Melissa Greta Marchetto Primafestival Sanremo 2018

Melissa Greta Marchetto.

Da piccola cantava le canzoni di Baglioni nella sua cameretta. Poi ha imparato a suonare il pianoforte all’accademia musicale Music Art & Show di Milano: «Sì ma non sono Chopin», ci tiene a dire. «Tranquilla, di Chopin ce n’è uno» le rispondiamo noi. È diventata cantante, esibendosi in serate di gala e inaugurazioni di eventi speciali, fino ad arrivare al teatro, con gli spettacoli delle Winx in qualità di doppiatrice nei momenti cantati e recitati, con protagonista Carolina Kostner.

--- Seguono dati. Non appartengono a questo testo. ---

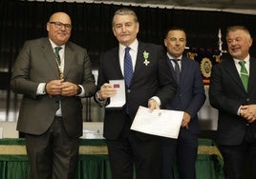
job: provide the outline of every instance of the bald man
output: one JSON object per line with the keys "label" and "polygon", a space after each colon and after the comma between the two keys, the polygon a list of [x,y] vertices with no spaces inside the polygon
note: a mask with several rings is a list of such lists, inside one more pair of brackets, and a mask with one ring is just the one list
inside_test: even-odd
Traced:
{"label": "bald man", "polygon": [[11,85],[23,94],[17,129],[25,133],[31,179],[73,179],[82,135],[82,97],[95,94],[87,50],[69,42],[72,22],[55,12],[48,37],[25,42]]}

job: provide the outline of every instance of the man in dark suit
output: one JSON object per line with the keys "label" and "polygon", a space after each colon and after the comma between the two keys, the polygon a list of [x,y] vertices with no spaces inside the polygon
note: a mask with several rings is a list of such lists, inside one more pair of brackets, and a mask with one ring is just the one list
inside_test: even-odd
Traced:
{"label": "man in dark suit", "polygon": [[217,142],[225,178],[254,179],[256,59],[249,55],[252,39],[245,27],[234,26],[226,30],[226,43],[230,55],[213,67],[209,89],[210,104],[219,110]]}
{"label": "man in dark suit", "polygon": [[[175,76],[178,90],[169,101],[168,109],[184,111],[178,139],[162,139],[162,179],[173,178],[172,168],[177,161],[181,179],[195,179],[198,151],[198,111],[205,101],[199,63],[182,55],[186,45],[185,31],[173,27],[166,32],[169,70]],[[177,64],[178,63],[178,64]]]}
{"label": "man in dark suit", "polygon": [[[160,46],[137,40],[139,22],[130,9],[120,9],[113,18],[113,31],[119,46],[100,57],[96,101],[107,105],[116,94],[109,80],[126,79],[125,49],[133,64],[131,84],[125,80],[126,106],[106,109],[104,137],[107,139],[113,179],[132,179],[136,169],[138,179],[160,178],[160,138],[131,130],[139,106],[150,110],[164,107],[175,94],[176,85]],[[135,166],[134,166],[135,165]]]}
{"label": "man in dark suit", "polygon": [[86,50],[68,41],[69,15],[55,12],[46,27],[48,38],[27,41],[15,61],[11,86],[23,94],[17,129],[25,133],[31,179],[74,179],[80,97],[95,94],[95,78]]}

Melissa Greta Marchetto e la musica. Sempre insieme. Una storia d’amore. Una cosa sola. Per un po’ in verità si sono persi di vista. Lei, classe 1985, bella e biondissima, dopo l’accademia ha girato qualche spot pubblicitario, poi ha lavorato come giornalista a Deejay Tv, infine il grande passo in Rai, che ormai se la tiene stretta e anzi la sta facendo crescere, dal 2015 è ospite fissa a Quelli Che il Calcio e conduce su Radio Due Drive Time con Matteo Bordone. Ma evidentemente tutto accade per un motivo, e infatti rieccola qui Melissa, al timone di PrimaFestival, l’anteprima della grande kermesse di Sanremo al via dal 4 febbraio. Quella che andrà a condurre con l’attore Sergio Assisi è una striscia quotidiana della durata di cinque minuti circa, con le anticipazioni e le anteprime di tutto quello che si vedrà sul palco dell’Ariston.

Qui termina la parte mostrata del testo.